Mises Wire

Who Are Those Free-Market Protestors in Brazil?

Mises Wire Ryan McMaken

In Monday, the Washington Post looked into some of the groups behind the "Less Marx-More Mises" signs found among the anti-Dilma Rousseff protestors in Rio. They found Kim Kataguiri:

“What Lula and Dilma have done shouldn’t just result in their being banned from politics. It should result in them being in jail!” Kim Kataguiri yelled, denouncing Rousseff and her predecessor, Luiz Inacio Lula da Silva.

The March 15 demonstration was the largest Sao Paulo had seen in more than three decades, since 1984 protests demanding democratic elections after a long dictatorship.

But more surprising than the crowd of more than 200,000, according to the Datafolha polling and statistics agency, was the fact it was being led by Kataguiri, a skinny, 19-year-old college dropout, and other young Brazilian activists inspired by libertarianism and conservative free-market ideals.

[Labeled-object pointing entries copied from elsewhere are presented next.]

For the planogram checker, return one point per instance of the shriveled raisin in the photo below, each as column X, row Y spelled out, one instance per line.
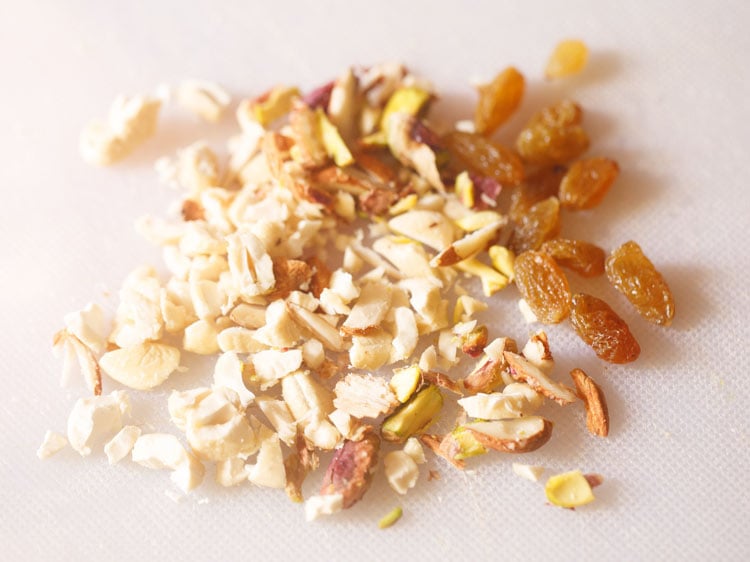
column 541, row 222
column 587, row 182
column 498, row 100
column 568, row 58
column 553, row 136
column 602, row 329
column 538, row 185
column 543, row 285
column 633, row 274
column 485, row 158
column 584, row 258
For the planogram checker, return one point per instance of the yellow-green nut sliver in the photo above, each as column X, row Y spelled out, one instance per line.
column 414, row 416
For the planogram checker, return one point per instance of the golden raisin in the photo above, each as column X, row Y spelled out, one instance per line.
column 568, row 58
column 541, row 222
column 553, row 136
column 584, row 258
column 498, row 100
column 485, row 158
column 633, row 274
column 587, row 182
column 543, row 285
column 602, row 329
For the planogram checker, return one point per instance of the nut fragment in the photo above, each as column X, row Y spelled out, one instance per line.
column 520, row 435
column 143, row 366
column 349, row 473
column 597, row 416
column 570, row 489
column 523, row 370
column 414, row 416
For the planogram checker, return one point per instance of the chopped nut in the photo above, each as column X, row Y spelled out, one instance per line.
column 414, row 416
column 401, row 471
column 515, row 401
column 268, row 470
column 405, row 381
column 597, row 416
column 523, row 370
column 428, row 227
column 469, row 245
column 349, row 473
column 143, row 366
column 363, row 396
column 570, row 489
column 163, row 451
column 53, row 443
column 121, row 444
column 94, row 417
column 390, row 518
column 131, row 121
column 520, row 435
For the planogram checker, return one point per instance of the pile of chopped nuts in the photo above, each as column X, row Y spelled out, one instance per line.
column 321, row 265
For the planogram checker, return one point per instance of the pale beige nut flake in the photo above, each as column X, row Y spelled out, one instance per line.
column 143, row 366
column 131, row 121
column 162, row 451
column 364, row 396
column 401, row 471
column 96, row 417
column 121, row 444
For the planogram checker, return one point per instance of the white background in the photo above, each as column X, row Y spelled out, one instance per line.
column 666, row 92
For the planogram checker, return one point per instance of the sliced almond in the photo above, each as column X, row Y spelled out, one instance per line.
column 469, row 245
column 597, row 415
column 142, row 367
column 523, row 370
column 520, row 435
column 370, row 309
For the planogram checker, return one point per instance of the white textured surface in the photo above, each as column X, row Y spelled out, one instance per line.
column 667, row 95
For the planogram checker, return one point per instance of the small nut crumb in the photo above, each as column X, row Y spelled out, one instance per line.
column 121, row 444
column 390, row 518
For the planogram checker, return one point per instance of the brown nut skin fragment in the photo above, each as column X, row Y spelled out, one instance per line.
column 544, row 286
column 597, row 415
column 633, row 274
column 350, row 470
column 443, row 447
column 603, row 329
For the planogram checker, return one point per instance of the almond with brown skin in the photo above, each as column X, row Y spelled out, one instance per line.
column 597, row 416
column 350, row 470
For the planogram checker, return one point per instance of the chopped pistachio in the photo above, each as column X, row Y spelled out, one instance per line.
column 274, row 104
column 332, row 141
column 414, row 416
column 390, row 518
column 404, row 100
column 405, row 381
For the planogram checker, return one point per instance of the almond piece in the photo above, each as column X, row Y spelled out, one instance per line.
column 520, row 435
column 523, row 370
column 350, row 472
column 597, row 416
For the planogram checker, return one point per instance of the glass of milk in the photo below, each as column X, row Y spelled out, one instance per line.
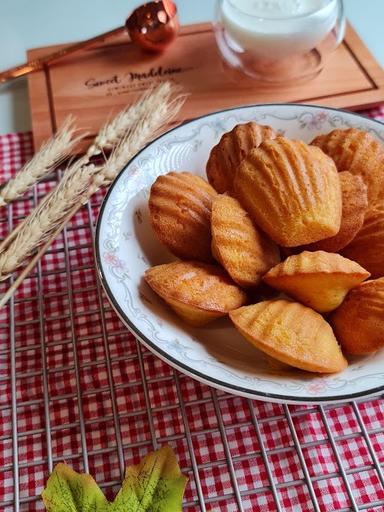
column 278, row 41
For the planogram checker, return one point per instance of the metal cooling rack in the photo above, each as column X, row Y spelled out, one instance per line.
column 199, row 498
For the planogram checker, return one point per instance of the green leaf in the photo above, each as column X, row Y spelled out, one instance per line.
column 68, row 491
column 154, row 485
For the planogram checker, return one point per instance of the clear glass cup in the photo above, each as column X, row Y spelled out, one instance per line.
column 260, row 39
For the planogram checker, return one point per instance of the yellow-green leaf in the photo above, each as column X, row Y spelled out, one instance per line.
column 68, row 491
column 154, row 485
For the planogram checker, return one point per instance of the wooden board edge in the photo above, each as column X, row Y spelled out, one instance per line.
column 364, row 57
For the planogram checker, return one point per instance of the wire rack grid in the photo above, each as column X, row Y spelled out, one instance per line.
column 76, row 386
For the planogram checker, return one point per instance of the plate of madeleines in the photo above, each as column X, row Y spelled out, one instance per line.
column 246, row 249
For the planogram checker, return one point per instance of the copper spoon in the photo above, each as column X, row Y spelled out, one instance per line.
column 152, row 26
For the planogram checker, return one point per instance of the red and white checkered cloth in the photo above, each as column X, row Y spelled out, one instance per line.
column 233, row 450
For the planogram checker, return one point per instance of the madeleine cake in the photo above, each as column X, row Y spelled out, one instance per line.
column 291, row 333
column 233, row 146
column 354, row 205
column 318, row 279
column 358, row 152
column 367, row 248
column 245, row 253
column 196, row 291
column 180, row 211
column 291, row 190
column 359, row 322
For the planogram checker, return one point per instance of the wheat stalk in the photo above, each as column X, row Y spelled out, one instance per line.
column 126, row 134
column 51, row 153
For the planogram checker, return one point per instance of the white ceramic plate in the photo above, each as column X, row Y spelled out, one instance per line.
column 126, row 247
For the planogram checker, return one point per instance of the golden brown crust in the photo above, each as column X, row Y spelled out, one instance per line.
column 291, row 190
column 355, row 204
column 180, row 210
column 358, row 152
column 367, row 248
column 245, row 253
column 291, row 333
column 359, row 321
column 198, row 292
column 233, row 146
column 319, row 280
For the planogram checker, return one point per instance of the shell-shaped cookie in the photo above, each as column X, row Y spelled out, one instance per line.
column 233, row 146
column 180, row 210
column 354, row 206
column 359, row 322
column 367, row 248
column 245, row 253
column 196, row 291
column 291, row 190
column 358, row 152
column 291, row 333
column 318, row 279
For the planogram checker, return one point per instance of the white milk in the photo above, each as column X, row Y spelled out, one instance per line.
column 278, row 28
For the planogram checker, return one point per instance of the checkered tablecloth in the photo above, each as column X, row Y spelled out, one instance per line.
column 86, row 392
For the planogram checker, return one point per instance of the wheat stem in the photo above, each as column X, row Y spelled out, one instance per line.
column 51, row 153
column 125, row 135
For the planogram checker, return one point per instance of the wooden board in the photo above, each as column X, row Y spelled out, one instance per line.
column 96, row 83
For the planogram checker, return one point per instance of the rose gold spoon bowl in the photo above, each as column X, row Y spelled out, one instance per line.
column 152, row 26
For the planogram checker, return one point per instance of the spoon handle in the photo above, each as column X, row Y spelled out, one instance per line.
column 37, row 64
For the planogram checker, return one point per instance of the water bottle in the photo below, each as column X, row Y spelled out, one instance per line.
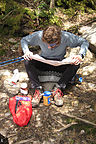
column 24, row 89
column 46, row 98
column 22, row 98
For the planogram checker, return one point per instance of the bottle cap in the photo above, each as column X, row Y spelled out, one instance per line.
column 24, row 85
column 47, row 93
column 16, row 71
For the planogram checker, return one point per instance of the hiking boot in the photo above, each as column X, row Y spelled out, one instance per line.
column 57, row 95
column 37, row 97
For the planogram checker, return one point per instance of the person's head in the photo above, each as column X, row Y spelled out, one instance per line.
column 52, row 35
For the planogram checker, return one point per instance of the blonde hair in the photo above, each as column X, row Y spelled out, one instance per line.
column 52, row 34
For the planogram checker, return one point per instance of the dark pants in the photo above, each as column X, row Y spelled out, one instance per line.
column 33, row 68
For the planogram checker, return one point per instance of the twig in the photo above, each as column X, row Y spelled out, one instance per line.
column 24, row 141
column 28, row 2
column 77, row 118
column 65, row 127
column 83, row 120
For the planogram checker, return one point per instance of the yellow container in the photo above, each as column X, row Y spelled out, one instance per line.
column 46, row 98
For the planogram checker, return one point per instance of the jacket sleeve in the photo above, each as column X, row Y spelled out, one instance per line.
column 32, row 39
column 74, row 41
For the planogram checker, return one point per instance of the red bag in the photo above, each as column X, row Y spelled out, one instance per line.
column 21, row 109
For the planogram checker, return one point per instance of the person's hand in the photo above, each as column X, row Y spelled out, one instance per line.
column 76, row 59
column 28, row 55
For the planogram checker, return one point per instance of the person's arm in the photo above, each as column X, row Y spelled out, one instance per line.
column 32, row 40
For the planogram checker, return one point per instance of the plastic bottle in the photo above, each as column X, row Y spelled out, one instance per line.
column 46, row 98
column 24, row 89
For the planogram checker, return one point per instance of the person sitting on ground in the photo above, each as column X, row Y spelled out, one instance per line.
column 53, row 43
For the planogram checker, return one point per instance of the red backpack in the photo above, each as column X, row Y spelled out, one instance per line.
column 21, row 109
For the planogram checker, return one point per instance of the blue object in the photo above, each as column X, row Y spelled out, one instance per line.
column 79, row 78
column 47, row 93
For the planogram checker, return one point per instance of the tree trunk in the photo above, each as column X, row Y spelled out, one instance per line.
column 52, row 3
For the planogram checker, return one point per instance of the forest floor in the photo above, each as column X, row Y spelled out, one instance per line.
column 73, row 123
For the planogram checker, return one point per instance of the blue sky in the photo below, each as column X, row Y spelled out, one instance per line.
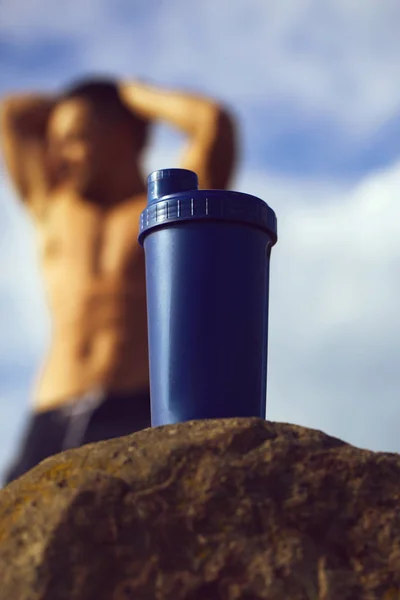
column 315, row 85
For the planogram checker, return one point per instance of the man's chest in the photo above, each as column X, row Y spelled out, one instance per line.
column 88, row 239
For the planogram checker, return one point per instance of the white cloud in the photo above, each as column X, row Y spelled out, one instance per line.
column 334, row 318
column 337, row 59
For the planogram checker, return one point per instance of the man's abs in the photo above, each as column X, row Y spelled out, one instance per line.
column 93, row 269
column 104, row 346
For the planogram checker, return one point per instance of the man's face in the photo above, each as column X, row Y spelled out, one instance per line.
column 77, row 146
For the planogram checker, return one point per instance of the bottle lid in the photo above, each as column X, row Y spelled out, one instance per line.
column 173, row 196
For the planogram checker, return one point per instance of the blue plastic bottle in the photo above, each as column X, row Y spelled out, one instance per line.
column 207, row 277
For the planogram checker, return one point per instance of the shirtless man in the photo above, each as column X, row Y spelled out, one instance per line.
column 75, row 162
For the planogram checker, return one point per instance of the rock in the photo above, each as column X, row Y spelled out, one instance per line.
column 229, row 509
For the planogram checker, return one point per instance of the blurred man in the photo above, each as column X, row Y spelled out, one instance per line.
column 75, row 162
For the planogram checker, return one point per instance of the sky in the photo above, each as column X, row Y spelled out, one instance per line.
column 315, row 88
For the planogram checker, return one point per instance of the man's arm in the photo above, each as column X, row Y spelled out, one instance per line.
column 211, row 152
column 23, row 123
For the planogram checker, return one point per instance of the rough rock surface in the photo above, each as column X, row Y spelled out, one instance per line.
column 228, row 509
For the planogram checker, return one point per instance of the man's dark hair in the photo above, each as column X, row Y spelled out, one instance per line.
column 104, row 96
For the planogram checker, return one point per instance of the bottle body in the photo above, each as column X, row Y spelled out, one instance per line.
column 207, row 300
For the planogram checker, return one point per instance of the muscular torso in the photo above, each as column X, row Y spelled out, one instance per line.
column 94, row 275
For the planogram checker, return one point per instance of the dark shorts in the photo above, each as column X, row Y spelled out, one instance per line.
column 95, row 417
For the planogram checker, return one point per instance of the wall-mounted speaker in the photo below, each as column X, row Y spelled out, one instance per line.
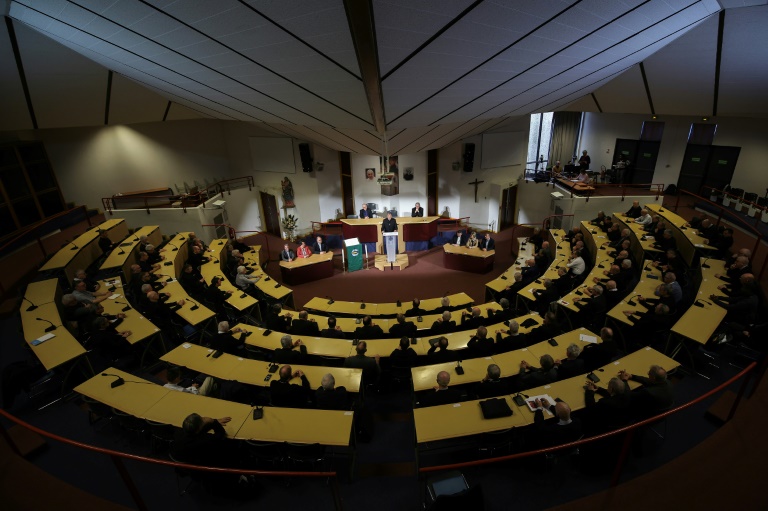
column 306, row 158
column 469, row 157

From a distance, though, it's hard to know if "free market" as used by WaPo is actually "free market." So, we asked Helio Beltrão, founder and president of Instituto Mises Brasil, what the situation is on the ground in Brazil. Helio writes: 

Movimento Brasil Livre is a genuine libertarian group, and influenced by Mises. The second, Vem Pra Rua (Come to the Streets) is a neoliberal group. This is all unprecedented! 

There were more than 1 million people on the Paulista Avenue in Sao Paulo, according to both the municipal and the state police (municipality is run by the ruling party, PT, the Worker’s Party).  The story cites only 200,000 estimated by the highly establishment-friendly polling company. Peter Klein was in Copacabana, in Rio that day, when there were about 50,000 in Copacabana.

More are expected on Apr 12.  If this happens, impeachment likelihood increases significantly, as already stated by the government coalition party PMDB.

In the protests one could spot several ‘More Mises, Less Marx’ banners, Mises T-Shirts, and others demanding less government (granted, there were the usual 'better service', 'enough of corruption' banners, as well).

The government is in denial and the left is clueless. They lost the energy, the bottom-up support, the cause.

It's exciting to witness the changing trends in real time.